The same goes for the Hornet dashboard credentials (all the nodes share the same admin credentials).

kubectl get secrets/hornet-secret -n tangle -o=yaml

As well as for the Nodes' private keys:

kubectl get secrets/hornet-private-key -n tangle -o=yaml

Commercial Public Cloud Environments Specifics

Google Kubernetes Environment (GKE)

The deployment recipes are fully portable to the GKE public cloud environment. You will only need to ensure that the Ingress Controller is correctly annotated with kubernetes.io/ingress.class: gce. You can do this by executing the following command:

kubectl annotate -f hornet-ingress.yaml -n $NAMESPACE --overwrite kubernetes.io/ingress.class=gce

Alternatively, if you are using the "one-click" script you can simply execute the following command and the one-click script will perform the annotation during the deployment process.:

INGRESS_CLASS=gce hornet-k8s.sh deploy
note

The process of deploying an external load balancer by a public cloud provider can take a while.

If you want to get access to the Service Node Ports, you will need to have a cluster with public K8s workers. You can determine the public IP addresses of your K8s workers by running:

kubectl get nodes -o=wide

Then, you can determine on which K8s worker your Hornet Pod is running by executing the following command (the default NAMESPACE is tangle):

kubectl get pods -n $NAMESPACE -o=wide

Once you determine the worker and its IP address, you can access each Hornet Node by knowing the Node ports declared by the corresponding service. You can do this by running the following command:

kubectl get services -n $NAMESPACE

Once you know the port, you will have to create firewall rules so that the port is reachable. That can be done using the gcloud tool. For instance, if your Hornet Node's dashboard is mapped to port 34200 and the public IP address of our K8s worker is 1.1.1.1:

gcloud compute firewall-rules create test-hornet-dashboard --allow tcp:34200

Now, you can open up a browser and load http://1.1.1.1:34200 to access the Hornet Node's dashboard.

You may also have to look into encrypting Secrets when moving to a production-ready system.
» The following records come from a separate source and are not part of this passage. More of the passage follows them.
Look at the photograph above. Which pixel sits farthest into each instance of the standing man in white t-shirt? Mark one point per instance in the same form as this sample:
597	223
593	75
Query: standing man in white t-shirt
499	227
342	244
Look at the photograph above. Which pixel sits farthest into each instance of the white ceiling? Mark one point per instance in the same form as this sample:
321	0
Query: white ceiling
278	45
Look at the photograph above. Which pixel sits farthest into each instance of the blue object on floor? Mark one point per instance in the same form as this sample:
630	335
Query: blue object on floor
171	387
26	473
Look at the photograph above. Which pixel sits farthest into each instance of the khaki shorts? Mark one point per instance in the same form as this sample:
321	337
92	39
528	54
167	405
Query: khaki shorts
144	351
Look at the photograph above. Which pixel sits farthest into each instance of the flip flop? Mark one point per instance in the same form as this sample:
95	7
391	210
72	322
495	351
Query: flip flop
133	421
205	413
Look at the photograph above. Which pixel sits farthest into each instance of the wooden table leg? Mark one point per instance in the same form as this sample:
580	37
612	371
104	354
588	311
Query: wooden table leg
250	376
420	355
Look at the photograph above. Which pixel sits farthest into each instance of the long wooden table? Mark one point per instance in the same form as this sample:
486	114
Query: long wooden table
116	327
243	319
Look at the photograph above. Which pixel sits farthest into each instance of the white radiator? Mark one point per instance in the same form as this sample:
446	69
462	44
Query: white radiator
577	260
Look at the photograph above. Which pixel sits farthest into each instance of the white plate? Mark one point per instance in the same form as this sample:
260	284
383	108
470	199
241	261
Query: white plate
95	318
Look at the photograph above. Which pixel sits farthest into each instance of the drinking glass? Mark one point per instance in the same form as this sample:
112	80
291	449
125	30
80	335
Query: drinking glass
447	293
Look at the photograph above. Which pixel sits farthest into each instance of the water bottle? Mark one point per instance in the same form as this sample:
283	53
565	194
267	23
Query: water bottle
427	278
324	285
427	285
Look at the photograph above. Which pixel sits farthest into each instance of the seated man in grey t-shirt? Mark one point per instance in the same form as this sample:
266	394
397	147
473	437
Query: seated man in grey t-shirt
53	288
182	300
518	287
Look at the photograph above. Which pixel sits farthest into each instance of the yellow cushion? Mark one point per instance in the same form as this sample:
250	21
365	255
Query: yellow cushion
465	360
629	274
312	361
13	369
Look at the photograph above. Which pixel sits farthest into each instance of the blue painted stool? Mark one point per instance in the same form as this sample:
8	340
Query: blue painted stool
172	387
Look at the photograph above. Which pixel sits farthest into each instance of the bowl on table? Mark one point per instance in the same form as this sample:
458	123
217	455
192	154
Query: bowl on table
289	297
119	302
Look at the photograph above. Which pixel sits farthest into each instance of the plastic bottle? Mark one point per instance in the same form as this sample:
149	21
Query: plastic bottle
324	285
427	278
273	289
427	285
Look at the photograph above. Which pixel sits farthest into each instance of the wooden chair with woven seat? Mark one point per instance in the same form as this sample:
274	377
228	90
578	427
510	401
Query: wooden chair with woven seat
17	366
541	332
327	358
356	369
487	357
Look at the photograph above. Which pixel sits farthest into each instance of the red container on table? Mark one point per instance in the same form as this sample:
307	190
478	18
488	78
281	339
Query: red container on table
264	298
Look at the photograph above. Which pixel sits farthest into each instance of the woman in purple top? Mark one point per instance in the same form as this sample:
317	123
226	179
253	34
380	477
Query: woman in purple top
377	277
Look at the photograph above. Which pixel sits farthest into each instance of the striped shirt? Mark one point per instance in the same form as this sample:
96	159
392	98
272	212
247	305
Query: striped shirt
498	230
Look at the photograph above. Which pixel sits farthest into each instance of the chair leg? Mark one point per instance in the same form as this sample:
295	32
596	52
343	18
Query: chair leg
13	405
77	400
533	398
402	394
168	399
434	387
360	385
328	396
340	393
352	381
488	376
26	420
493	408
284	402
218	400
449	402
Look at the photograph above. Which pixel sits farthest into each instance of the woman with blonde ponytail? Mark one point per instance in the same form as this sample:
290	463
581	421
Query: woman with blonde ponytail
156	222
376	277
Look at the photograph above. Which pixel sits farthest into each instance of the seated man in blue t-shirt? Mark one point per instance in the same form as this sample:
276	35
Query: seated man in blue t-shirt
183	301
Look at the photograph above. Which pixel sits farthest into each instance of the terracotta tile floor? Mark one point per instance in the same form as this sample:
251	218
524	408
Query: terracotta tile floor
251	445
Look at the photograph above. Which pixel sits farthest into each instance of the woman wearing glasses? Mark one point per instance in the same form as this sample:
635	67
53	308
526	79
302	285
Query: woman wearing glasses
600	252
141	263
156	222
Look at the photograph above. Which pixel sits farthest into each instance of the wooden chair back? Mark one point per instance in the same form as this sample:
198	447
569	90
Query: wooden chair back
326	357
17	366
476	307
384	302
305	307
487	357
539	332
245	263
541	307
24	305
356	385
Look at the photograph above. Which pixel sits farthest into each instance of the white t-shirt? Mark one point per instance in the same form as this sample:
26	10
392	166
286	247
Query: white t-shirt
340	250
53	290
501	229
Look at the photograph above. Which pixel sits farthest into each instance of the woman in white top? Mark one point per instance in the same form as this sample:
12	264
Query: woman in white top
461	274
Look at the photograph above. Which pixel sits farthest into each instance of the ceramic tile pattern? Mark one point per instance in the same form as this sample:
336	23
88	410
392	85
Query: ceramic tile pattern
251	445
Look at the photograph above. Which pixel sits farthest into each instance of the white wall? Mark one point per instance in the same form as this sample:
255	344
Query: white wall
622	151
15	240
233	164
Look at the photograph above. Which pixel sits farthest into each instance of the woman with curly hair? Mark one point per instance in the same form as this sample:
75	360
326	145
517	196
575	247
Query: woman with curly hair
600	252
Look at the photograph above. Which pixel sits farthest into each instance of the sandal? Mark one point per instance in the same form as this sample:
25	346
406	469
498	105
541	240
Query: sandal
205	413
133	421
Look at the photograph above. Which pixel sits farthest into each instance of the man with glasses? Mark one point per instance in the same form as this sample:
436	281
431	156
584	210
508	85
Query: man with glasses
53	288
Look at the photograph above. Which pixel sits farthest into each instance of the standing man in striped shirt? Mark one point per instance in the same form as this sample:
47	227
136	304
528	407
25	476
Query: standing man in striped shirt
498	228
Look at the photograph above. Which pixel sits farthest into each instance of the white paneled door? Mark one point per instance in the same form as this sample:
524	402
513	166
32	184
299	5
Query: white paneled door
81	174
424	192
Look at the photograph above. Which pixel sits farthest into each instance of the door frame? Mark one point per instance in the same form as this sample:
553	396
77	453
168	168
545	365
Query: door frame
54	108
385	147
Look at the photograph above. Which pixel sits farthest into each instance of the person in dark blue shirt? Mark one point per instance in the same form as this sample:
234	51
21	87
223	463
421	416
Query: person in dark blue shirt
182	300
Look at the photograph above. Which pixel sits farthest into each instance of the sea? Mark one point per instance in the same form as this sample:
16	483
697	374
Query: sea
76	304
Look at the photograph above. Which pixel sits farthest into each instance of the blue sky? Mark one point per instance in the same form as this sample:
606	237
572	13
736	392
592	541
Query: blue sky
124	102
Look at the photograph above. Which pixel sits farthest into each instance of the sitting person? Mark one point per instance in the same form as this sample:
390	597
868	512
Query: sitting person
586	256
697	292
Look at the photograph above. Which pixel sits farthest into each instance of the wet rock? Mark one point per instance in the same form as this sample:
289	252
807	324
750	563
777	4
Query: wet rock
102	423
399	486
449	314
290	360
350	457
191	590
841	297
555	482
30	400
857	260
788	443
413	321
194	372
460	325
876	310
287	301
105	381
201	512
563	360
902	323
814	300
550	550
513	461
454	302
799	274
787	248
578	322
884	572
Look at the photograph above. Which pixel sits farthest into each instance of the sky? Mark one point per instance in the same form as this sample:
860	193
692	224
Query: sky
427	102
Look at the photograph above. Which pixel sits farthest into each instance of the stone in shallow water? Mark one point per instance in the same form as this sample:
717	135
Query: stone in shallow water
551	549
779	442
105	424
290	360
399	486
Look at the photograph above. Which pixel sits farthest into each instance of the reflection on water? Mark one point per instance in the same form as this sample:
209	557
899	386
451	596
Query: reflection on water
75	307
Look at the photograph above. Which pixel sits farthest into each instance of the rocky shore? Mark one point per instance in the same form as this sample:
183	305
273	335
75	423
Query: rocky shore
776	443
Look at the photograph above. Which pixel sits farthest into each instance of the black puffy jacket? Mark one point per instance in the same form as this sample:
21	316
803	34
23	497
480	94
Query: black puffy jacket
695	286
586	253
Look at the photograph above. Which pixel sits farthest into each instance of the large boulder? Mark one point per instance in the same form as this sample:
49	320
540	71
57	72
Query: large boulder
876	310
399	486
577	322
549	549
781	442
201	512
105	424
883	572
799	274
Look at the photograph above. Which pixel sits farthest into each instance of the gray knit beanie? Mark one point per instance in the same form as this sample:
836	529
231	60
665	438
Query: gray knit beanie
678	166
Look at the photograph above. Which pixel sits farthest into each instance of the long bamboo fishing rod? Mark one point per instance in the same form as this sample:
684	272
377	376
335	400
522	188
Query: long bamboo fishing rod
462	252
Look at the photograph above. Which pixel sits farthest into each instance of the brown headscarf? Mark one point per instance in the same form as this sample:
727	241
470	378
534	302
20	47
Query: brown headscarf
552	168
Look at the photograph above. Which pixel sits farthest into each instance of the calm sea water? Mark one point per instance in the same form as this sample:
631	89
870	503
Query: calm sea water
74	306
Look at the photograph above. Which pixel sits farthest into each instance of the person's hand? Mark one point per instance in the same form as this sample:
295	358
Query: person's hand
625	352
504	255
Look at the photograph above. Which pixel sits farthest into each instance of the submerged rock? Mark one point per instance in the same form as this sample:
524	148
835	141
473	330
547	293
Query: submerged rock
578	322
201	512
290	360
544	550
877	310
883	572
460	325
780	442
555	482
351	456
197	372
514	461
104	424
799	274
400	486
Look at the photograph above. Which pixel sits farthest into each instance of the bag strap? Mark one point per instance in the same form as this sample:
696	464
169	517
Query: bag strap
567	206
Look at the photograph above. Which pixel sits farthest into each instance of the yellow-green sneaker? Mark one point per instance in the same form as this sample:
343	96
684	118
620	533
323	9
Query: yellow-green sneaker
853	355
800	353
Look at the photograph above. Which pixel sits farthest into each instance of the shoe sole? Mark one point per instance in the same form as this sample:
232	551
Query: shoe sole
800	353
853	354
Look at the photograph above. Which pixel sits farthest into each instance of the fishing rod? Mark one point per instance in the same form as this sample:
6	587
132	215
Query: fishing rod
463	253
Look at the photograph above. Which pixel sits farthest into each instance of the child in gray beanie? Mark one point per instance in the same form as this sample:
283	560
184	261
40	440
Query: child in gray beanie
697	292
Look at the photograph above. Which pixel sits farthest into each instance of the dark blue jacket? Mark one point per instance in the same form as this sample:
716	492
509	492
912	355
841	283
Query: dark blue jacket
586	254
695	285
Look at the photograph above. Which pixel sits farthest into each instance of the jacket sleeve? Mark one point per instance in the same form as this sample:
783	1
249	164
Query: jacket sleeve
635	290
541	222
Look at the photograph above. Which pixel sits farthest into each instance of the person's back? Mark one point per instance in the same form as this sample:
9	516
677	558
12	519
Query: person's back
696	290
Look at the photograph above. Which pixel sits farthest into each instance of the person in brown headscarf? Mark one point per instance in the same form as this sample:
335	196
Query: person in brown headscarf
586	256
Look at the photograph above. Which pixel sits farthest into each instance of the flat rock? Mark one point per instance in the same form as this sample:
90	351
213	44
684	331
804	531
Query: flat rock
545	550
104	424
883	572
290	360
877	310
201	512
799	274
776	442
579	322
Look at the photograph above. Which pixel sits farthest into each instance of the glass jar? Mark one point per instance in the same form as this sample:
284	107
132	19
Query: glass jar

Amazon Kubernetes Environment (EKS)

The deployment recipes are fully portable to the EKS commercial public cloud environment. However, there are certain preparation steps (including IAM permission grants) that have to be executed on your cluster so that the Ingress Controller is properly mapped to an AWS Application Load Balancer (ALB). Additionally, as it happens with the GKE environment, you can access your Hornet Nodes through its Service Node Port. The procedure requires a cluster with public workers and security groups configured so that traffic is enabled to the corresponding Service Node Ports.

You will need to follow several preparation steps on your cluster to map the Ingress Controller objects to AWS Application Load Balancers. Please read these documents and follow the corresponding instructions on your cluster:

You will also need to annotate your Ingress Controller with the following:

  • kubernetes.io/ingress.class=alb
  • alb.ingress.kubernetes.io/scheme=internet-facing
  • alb.ingress.kubernetes.io/subnets: A comma-separated list of the IDs of the subnets that can actually host the Services being load balanced, for instance subnet-aa1649cc, subnet-a656cffc, subnet-fdf3dcb5.

Remember that you can annotate your Ingress Controller by running kubectl annotate.

If you have made all the preparations and annotations properly, you will be able to find the DNS name of your external load balancer when you execute the following command (Please note it can take a while for DNS servers to sync up):

kubectl get ingress -n $NAMESPACE -o=wide
NAME             CLASS    HOSTS   ADDRESS                                                                 PORTS   AGE
hornet-ingress <none> * xyz.eu-west-1.elb.amazonaws.com 80 71m

Conclusion

Reference recipes are key in facilitating the deployment of IOTA mainnet Hornet nodes. The IOTA Foundation provides them as a blueprint that can be customized by developers and administrators in their journey towards production-ready deployment. The reference recipes have been designed with portability and simplicity in mind and tested successfully on some popular commercial public cloud environments.